Leyla ismini çok severdim.Bana her zaman çok gizemli gelirdi.Leyl( gece) kökünden türediği için belki de.Bir de saraylı hanımefendileri hatırlatırdı bana” Leyla Hanımefendi”ler hep saraylarda,konaklarda yaşarlar gibi gelirdi. Binbir gece masallarında ki prenseslerde hep o Leylalardı.Pek çok şarkı bestelenmişti onlar için.Dertliyim diye başlayanı benim favori şarkımdır.Sevda yaman bir çile, çekenler düşer dile. Ayrılık ölüm gibi bunu bilmiyor “Leyla”. Fuzuli’nin ölümsüz eseri,Leyla ile Mecnun’dan bahsetmeye lüzum bile görmüyorum. Dünya’nın her yerinde geçerli ve bilinen bir isimdir aynı zamanda, Eric Clapton’un en güzel şarkılarından birinin de adı Leyla’dır mesela.
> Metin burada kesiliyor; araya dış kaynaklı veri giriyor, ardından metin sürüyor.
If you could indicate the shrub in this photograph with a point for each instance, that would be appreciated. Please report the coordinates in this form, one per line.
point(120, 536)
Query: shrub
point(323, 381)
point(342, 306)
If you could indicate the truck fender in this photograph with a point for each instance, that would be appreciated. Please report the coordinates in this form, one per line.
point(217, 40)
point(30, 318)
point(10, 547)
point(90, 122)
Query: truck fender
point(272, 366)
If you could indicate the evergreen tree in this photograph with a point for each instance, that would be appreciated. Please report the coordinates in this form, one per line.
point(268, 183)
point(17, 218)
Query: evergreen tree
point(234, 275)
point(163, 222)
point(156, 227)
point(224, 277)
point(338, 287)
Sonra bir gün bir Leyla ile tanıştım.Daha çok Devlet güvenceside ki kişilerin gittiiği , bir Fizik Tedavi ve Rehabilitasyon Merkezinde.Tedaviye başlamak için pek çok doktordan oluşan bir heyetin önüne çıkıyorsunuz, sıranız gelince sizi içeri çağırıyor ve nasıl bir tedavi uygulayacaklarına karar veriyorlar.İkimizde aynı sıradaydık.Türk filmlerinde genellikle besleme kızların saçları evin kötü hanımefendisinin elindeki makasın hoyrat darbeleri ile kesilir ya aynı öyle kesilmişti saçları,ben koltukta oturuyordum o tekerlekli iskemlesinde.Bana baktı bende ona, beni gördümü bilmiyorum, öyle boş bir bakışı ömrümde görmemiştim.Kollarında ve boynunda boncuktan kolye ve bilezikler vardı.Üzerinde pijama olan biri neden böyle şeyler takmış olabilir diye düşündüm.Sonra birden annesi Leyla’yı öpmeye, koklamaya kızını içtenlikle sevmeye başladı.Konuşamıyor ve ellerini ve ayaklarını oynaştıramıyordu.Kadın bana dönüp derdimi sordu.Klasik sıra bekleyen insanların yaptığı sohbetlerdendi.Ben gözümü kızdan alamıyordum. O da bana bakıyordu.Hikayesini dinledim sonra,Şehrin dışında ki bir alışveriş merkezinin açılışına İbrahim Tatlıses gelecekmiş, 17 yaşında ki Leyla ve arkadaşları hazırlanıp onu görmek üzere evden çıkmışlar.Yolun karşısına geçmeleri gerekmiş.E5 karayolununun ortasına gelmişler.O sırada hızla gelen bir otomobil Leyla’ya çarpmış,Leylacık yerden bir hayli havalanmış ve yere çakılmış.Ona çarpan otomobil durmamış bile.Sonrası malum Leyla felç olmuş.Çok uzun saçları vardı ablası Leyla’nın dedi annesi.Olsun o iyileşsin yine uzar dedim.Söylediğime kemdim de inanmayarak.Oraya tedaviye gittiğim sürece hep karşılaştım Leyla ile evde başka kardeşleri olduğu halde annesi onu hiç yalnız bırakmıyordu.O benim ilk göz ağrım iyileşsin beraber eve gideceğiz diyordu. Onu hep çok öpüyor kokluyor. Boynuna ve kollarına bilezikler kolyeler takmaya devam ediyordu.Sonra benim tedavim bitti.Leyla orada kaldı,ondan haber alamadım. Yürekten isterim ki, iyileşmiş olsun.Çünkü Leyla bir özgecandır kara gözlü ceylandır.